The Euphronios Krater, named for its renowned painter, is the only intact survivor among the twenty-seven pieces known to have been decorated by Euphronios. Active in Athens in the late sixth and early fifth centuries BCE, he was one of the artists now referred to as the “Pioneer Group” who were instrumental in the transition from black figure to the more refined red figure painting of ceramics. Indeed it is to these artists that we owe them the very word “ceramic”: from the area where they worked which was called Kerameikos, north-west of the Athenian Acropolis.
The artistic shift from black to red figures has been described as the first conscious European art movement and marked a change in the conception of figures painted on ceramics. Both use the three-phase firing technique, using a controllable kiln to limit oxygen during the second firing after the slip has been applied. This promotes the vitrification of the slip, creating a shiny black finish. Red figure painting simply inverted the form, with the black vitrified slip becoming the background and the exposed red of the pot itself being used for the figures. This allowed for more refined detail to be added in black, white, and deep red within these clay-coloured figures.
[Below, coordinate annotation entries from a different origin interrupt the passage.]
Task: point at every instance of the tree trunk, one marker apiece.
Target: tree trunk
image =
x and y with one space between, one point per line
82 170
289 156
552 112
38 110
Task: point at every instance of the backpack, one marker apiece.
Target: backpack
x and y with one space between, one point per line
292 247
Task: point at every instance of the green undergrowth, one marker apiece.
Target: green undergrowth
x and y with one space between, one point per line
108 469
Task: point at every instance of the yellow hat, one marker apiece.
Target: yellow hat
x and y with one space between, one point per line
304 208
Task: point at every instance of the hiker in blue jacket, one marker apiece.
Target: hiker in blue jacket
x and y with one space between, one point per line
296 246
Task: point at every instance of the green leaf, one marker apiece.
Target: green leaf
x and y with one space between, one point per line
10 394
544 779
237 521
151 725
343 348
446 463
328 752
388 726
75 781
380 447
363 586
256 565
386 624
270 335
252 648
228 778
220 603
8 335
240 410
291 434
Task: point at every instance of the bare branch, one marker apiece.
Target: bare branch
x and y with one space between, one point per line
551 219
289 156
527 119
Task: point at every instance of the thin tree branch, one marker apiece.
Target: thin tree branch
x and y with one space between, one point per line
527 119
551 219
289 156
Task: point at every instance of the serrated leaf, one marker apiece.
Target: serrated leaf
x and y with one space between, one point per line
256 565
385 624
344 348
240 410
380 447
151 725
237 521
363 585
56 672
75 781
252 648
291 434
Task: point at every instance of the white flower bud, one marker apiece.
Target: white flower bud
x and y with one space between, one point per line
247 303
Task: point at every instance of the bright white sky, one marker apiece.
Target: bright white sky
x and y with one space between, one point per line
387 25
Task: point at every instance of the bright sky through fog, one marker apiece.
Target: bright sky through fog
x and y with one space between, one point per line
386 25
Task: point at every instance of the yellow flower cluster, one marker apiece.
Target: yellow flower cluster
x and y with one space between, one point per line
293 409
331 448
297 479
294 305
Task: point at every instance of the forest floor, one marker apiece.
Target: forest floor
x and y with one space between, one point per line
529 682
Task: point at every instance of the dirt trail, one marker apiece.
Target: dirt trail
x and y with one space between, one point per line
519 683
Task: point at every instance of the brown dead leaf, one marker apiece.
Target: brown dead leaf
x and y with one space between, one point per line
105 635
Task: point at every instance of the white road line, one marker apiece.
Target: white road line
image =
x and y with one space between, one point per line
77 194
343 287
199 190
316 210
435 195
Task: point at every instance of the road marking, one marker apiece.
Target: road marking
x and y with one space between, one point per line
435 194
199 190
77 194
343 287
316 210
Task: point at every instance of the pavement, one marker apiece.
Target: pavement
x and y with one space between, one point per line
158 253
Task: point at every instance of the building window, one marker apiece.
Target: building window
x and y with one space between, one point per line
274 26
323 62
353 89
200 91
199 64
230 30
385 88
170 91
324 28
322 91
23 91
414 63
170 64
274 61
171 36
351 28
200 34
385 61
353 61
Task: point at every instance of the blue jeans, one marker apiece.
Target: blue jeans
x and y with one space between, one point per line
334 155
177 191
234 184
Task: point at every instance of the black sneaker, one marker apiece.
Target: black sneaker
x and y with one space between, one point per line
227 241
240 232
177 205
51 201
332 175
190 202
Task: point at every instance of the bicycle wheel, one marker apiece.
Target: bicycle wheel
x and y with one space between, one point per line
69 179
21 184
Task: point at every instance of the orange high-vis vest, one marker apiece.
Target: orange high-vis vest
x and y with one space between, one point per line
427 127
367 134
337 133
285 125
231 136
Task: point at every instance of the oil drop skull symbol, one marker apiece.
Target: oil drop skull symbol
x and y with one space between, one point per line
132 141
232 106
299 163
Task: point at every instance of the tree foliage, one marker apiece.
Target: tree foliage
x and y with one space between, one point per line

Around 515 BCE Euphronios painted this krater (a large vase for the mixing of wine and water) in Athens. He was almost certainly aware that no one would ever use it for its intended purpose, however, and it is painted with scenes which allude to the symposia of the aldilà (a word I like best in Italian which perhaps best translates as the “hereafter”). This krater was intended to cross the Mediterranean, to central Italy; as Rome was on the cusp of forming her Republic, the Etruscans dominated the west coast of the Italian peninsula and folk made wealthy by the canny trading of metals and minerals took the ultimate status symbols with them into the afterlife, including a pot for the mixing of wine in eternal banquets.
One one side of the krater we see a contemporary depiction: sixth century BCE Athenian youths, perhaps slightly underdressed, preparing for war.
But on the other side is an allusion to heroic sacrifice: the death of Sarpedon, a tale which was rooted in ancient and hazy legend when Euphronios painted it.
According to the Iliad, Sarpedon was the son of Zeus and Laodamia. A Lycian on his mother’s side, Sarpedon fought together with his cousin Glaucus as an ally of the Trojans. The Iliad portrays him as the embodiment of noblesse oblige and, never shunning his duty, Sarpedon fell having been mortally wounded by Patroclus. Zeus, who had failed to spare his son to allow fate to take its course, had Apollo retrieve the corpse and tend to it before consigning the body of the young hero to Sleep and Death. This is the scene we see depicted.
The body of Sarpedon is painted with the light touch afforded by the red figure method and always brings a lump to my throat. It’s something about the universality of grief; of the humanity of his youthful muscularity; the touching details of his hair and face; the agonising nature of the wounds piercing his perfect body. He is being carried off by Hypnos (Sleep) and Thanatos (Death) as Hermes looks on.